Let's simplify the expression \(\frac{9!}{5!4!}\):

• We first compute the factorial values: \(\begin{align*} 9! &= 362880, \ 5! &= 120, \ 4! &= 24 \end{align*}\)
• Substitute these values into the expression: \(\frac{9!}{5! \times 4!} = \frac{362880}{120 \times 24} = 126\)

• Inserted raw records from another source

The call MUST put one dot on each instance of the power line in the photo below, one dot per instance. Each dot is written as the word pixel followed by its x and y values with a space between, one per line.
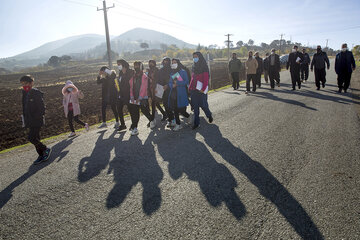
pixel 80 3
pixel 104 9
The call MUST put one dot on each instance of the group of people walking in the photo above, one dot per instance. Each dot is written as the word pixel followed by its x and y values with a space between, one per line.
pixel 173 86
pixel 298 63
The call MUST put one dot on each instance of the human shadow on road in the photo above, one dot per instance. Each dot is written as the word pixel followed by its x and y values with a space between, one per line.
pixel 268 95
pixel 57 152
pixel 188 156
pixel 135 163
pixel 90 167
pixel 267 184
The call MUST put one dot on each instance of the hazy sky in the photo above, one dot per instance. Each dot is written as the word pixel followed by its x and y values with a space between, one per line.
pixel 26 24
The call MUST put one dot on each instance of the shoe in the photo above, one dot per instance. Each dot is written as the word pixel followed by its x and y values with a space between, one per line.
pixel 153 124
pixel 211 119
pixel 134 132
pixel 103 125
pixel 177 127
pixel 171 124
pixel 121 127
pixel 195 127
pixel 46 155
pixel 38 160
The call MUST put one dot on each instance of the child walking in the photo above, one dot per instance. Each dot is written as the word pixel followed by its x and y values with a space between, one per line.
pixel 71 105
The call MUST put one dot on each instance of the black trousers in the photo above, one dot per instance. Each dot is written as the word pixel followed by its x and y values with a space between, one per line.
pixel 304 71
pixel 114 108
pixel 251 77
pixel 178 111
pixel 344 80
pixel 236 79
pixel 155 103
pixel 120 109
pixel 76 119
pixel 165 99
pixel 135 113
pixel 320 76
pixel 295 77
pixel 266 75
pixel 34 138
pixel 258 79
pixel 274 75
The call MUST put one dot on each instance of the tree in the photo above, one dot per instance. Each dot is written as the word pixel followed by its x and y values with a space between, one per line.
pixel 239 44
pixel 54 61
pixel 65 58
pixel 144 45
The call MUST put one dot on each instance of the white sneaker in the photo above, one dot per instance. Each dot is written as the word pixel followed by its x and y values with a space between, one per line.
pixel 103 125
pixel 72 134
pixel 171 124
pixel 134 132
pixel 177 128
pixel 153 124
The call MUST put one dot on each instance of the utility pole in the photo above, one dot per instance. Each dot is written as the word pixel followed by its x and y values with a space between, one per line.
pixel 281 35
pixel 107 32
pixel 228 43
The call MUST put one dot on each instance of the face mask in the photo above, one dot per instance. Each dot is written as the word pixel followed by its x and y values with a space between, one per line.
pixel 174 66
pixel 27 88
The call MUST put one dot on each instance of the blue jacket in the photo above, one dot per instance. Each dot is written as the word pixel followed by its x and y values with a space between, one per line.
pixel 350 62
pixel 181 83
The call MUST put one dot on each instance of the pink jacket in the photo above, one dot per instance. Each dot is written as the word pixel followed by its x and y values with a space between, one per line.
pixel 143 88
pixel 72 97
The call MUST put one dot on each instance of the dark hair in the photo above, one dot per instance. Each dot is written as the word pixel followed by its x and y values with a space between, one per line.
pixel 123 63
pixel 140 64
pixel 27 79
pixel 103 68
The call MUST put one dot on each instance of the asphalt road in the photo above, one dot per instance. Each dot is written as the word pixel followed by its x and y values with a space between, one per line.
pixel 273 165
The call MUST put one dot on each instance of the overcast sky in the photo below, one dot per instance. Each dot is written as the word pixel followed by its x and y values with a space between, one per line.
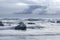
pixel 29 8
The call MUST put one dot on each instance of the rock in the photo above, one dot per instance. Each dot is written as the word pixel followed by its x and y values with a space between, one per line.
pixel 21 26
pixel 1 24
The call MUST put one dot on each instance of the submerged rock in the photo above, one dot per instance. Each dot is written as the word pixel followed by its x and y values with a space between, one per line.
pixel 21 26
pixel 1 24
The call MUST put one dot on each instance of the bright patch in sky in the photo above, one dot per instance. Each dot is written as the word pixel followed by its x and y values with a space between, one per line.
pixel 21 4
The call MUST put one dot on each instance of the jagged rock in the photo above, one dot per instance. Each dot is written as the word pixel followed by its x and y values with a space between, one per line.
pixel 1 24
pixel 21 26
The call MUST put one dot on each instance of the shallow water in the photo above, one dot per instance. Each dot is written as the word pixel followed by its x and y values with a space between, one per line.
pixel 30 37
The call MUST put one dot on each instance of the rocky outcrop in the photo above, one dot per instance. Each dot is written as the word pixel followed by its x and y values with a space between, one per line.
pixel 21 26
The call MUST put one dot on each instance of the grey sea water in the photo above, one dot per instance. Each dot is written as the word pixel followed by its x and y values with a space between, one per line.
pixel 56 37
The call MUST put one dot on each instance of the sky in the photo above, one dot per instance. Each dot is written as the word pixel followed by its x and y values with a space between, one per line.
pixel 30 8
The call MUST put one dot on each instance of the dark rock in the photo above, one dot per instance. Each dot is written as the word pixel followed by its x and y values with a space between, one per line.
pixel 1 24
pixel 21 26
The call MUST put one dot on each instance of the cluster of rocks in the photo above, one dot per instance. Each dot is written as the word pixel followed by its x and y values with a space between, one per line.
pixel 21 26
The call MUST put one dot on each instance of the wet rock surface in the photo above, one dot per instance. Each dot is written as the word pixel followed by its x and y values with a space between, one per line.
pixel 21 26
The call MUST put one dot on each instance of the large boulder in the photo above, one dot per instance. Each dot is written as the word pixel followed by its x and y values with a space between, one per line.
pixel 1 24
pixel 21 26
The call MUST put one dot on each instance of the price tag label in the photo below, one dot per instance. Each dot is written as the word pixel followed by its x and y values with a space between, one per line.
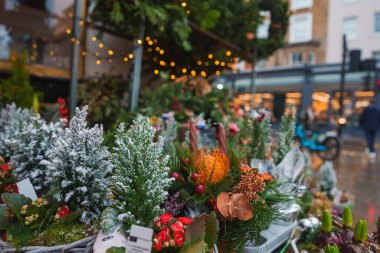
pixel 140 240
pixel 25 187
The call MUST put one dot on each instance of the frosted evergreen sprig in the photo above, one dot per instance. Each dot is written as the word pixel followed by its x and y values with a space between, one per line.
pixel 31 146
pixel 141 175
pixel 80 167
pixel 12 119
pixel 286 136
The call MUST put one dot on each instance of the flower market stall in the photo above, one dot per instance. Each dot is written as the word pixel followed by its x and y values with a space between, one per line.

This method can also be applied to more complex problems. For example, \(\frac{102!}{100! 2!}\) simplifies by recognizing that \(\frac{102!}{100!} = 102 \times 101!!!! \). The equation becomes \(\frac{102 × 101 × 100!}{100! \times 2!} \), and cancelling \!100! results in \(\frac{102 × 101}{2} = 5151\).
Knowing these steps helps to break down and tackle seemingly difficult mathematical problems.

Arithmetic Operations

Arithmetic operations such as addition, subtraction, multiplication, and division are fundamental for simplifying and calculating expressions.
For instance, consider \((5! \times 3!)\). Calculating the factorials first gives \(\begin{align*} 5! &= 120, 3! &= 6 \end{align*}\). Then, we multiply the results: \(\begin{align*} 5! \times 3! &= 120 \times 6 = 720 \end{align*}\). This sequence of steps ensures accurate results.
Similarly, division problems like \(\frac{9!}{5! 4!}\) require you to divide large numbers efficiently. Knowing shortcut methods or properties, like factorial values, makes this easier.
Finally, in subtraction, such as with \((7! - 5!)\), compute the individual factorials first:

• 7! = 5040
• 5! = 120

Subtract the smaller value from the larger one: 5040 - 120 = 4920. Practicing these operations helps you become more comfortable solving various mathematical problems.